Merseyside, Greater Manchester, and Cheshire
A somewhat clumsy description, this is basically the area around the enormous industrial cities of Liverpool and Manchester, with the ancient county of Cheshire thrown in for good measures. This is the archetypal, grim "Up North" of British usage, with powerful industrial cities and a decidedly working-class ethic. These are industrial cities of global significance. Much like the neighboring Midlands, these cities boom and ring with the sound of the driving industry of Britain. Unlike their Midlands neighbors, the area has a distinctly rough and tumble feeling to it, simmering with shipping and smuggling contraband, seething immigrant communities, and rival criminal gangs battling for control of their piece of the action. For the record, residents of the two cities are 'Mancunians' and 'Liverpudlians.'
The supernatural world of the Liverpool-Manchester area may be likened to London, albeit with less occult history and more vicious stabbing. There are a multitude of factions, the defining feature of which is that they have leaped wholeheartedly into the criminal underworld, trafficking in the human misery all about. These supernatural crime rings use their unique skills to carve a niche for them in the human underworld, and they war with one another with blood-stained ferocity.
Manchester, Greater Manchester
Founded by the Romans in 79 AD, until the 19th century Manchester was a sleepy village of little import. Then the Industrial Revolution hit, and in short order Manchester became the textile capital of the world, and the world's very first industrialized city (a distinction it contests with Birmingham).
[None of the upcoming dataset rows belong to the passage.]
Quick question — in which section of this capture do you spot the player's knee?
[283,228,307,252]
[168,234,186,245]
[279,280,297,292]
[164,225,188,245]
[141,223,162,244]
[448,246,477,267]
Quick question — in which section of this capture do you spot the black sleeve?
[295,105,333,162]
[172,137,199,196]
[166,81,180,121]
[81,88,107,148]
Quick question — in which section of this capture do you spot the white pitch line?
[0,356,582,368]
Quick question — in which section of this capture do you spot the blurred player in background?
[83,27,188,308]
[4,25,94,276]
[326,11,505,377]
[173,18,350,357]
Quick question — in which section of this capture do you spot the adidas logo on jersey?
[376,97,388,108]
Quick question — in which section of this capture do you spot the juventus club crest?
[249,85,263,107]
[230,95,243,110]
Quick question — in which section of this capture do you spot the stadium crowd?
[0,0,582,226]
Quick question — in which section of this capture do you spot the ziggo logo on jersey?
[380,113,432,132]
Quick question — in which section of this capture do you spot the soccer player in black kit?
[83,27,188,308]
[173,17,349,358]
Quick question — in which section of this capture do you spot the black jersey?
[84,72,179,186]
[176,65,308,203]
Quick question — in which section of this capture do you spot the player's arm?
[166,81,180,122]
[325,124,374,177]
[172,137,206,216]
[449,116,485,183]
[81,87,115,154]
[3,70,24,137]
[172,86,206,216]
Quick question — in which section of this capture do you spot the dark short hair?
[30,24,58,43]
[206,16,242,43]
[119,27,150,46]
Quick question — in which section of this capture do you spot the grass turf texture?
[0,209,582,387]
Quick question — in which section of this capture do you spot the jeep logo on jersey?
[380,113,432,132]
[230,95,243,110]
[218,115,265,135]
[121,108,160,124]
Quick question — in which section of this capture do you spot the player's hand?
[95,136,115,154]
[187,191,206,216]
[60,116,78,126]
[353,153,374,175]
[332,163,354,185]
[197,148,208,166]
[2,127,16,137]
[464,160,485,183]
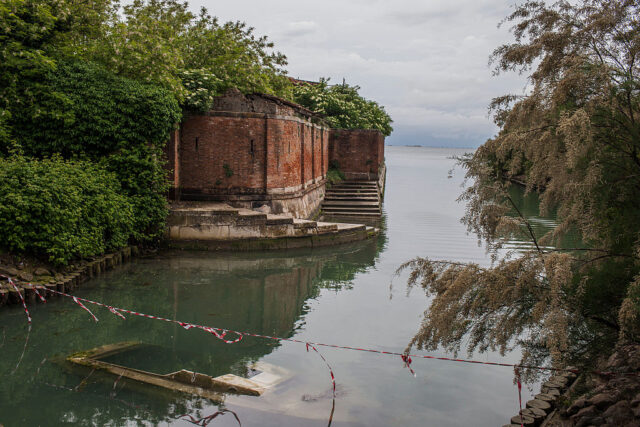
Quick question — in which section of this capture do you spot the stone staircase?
[322,181,382,219]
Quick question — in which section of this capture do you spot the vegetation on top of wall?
[0,156,136,264]
[0,0,390,262]
[293,79,393,136]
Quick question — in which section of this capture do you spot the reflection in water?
[0,147,564,427]
[0,239,384,425]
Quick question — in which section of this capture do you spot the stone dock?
[167,202,379,251]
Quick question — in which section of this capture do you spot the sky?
[189,0,526,147]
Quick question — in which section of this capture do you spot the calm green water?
[0,147,555,427]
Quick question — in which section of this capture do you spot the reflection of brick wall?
[329,129,384,180]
People from all corners of the British Isles flocked to Manchester, Englishmen and Scots and Irishmen alike, looking for work. To this day, Manchester, with two and a half million people, is the UK's most populous city after London (a distinction it also contests with Birmingham -- it depends how you measure). This influx of political and cultural opinion from around the empire has brought the local troubles to rest in Manchester, and as a result it has become a local battleground for the simmering underground battles occurring around the topic of Home Rule for Ireland across the sea.
The supernatural side of Manchester is a patchwork of dueling occult crime rings, uniformly savage and thoroughly unashamed of their criminality. The largest, most powerful, and best organized is The Estate, a Forsaken 'super-Pack' of some forty werewolves, who are engaged in human trafficking, run brothels, deal drugs, and sell guns. Based on Manchester's Moss Side and led by the charismatic and psychopathic Harry Gallagher, most people figure that if The Estate aren't Bale Hounds, they ought to be. Their main rivals for supernatural dominance are the True Blood, a Pure-backed street gang with less organization and more indiscriminate violence, led by the racist, xenophobic, and smarter-than-he-looks thug Talons of the People. They likewise deal in drugs and run a protection ring, but their favorite trick is beating to death any Forsaken, immigrants, homosexuals, or people that look at them funny that they can catch. The spoilers in the little werewolf war are the Lost Boys, a group of feral changeling street children and their increasingly numerous mortal hangers-on, few older than fifteen, driven by fae madness to perform various bloody and disturbing rituals throughout the city.
Liverpool, Merseyside
If Manchester is the great industrial center, then Liverpool is the port through which all of its goods pass. Liverpool is one of the great crossroads of the world, home to Britain's first African community, and to the very first Chinese community in Europe. Every day millions of tonnes of shipping pass through the enormous stone quays, bringing goods from every part of the Empire to the Home Islands, and shipping finished goods out to every other part of the world. This booming business has led to a riot of multi-culturism, with locals warring against low-cost immigrant workers and the occasional race riot fueled by economic disparities and cultural differences.
The dean of the local supernatural community, 'Fat' Harry Hopkins, an easy-going proprietor of nightclubs, brothels, bars, and drugs, who also happens to be a fairly powerful Mastigos. He serves as arbitrator and general peacemaker between the different gangs and supernatural cabals of Liverpool, primarily by means of judicious bribery and by paying the police for well-timed crackdowns. His biggest problem is with the Red Firm, a football club where half the hooligans are werewolves and where the club president is Everyman Vinnie, a greater spirit of mob violence who accepts football-related deaths as human sacrifice.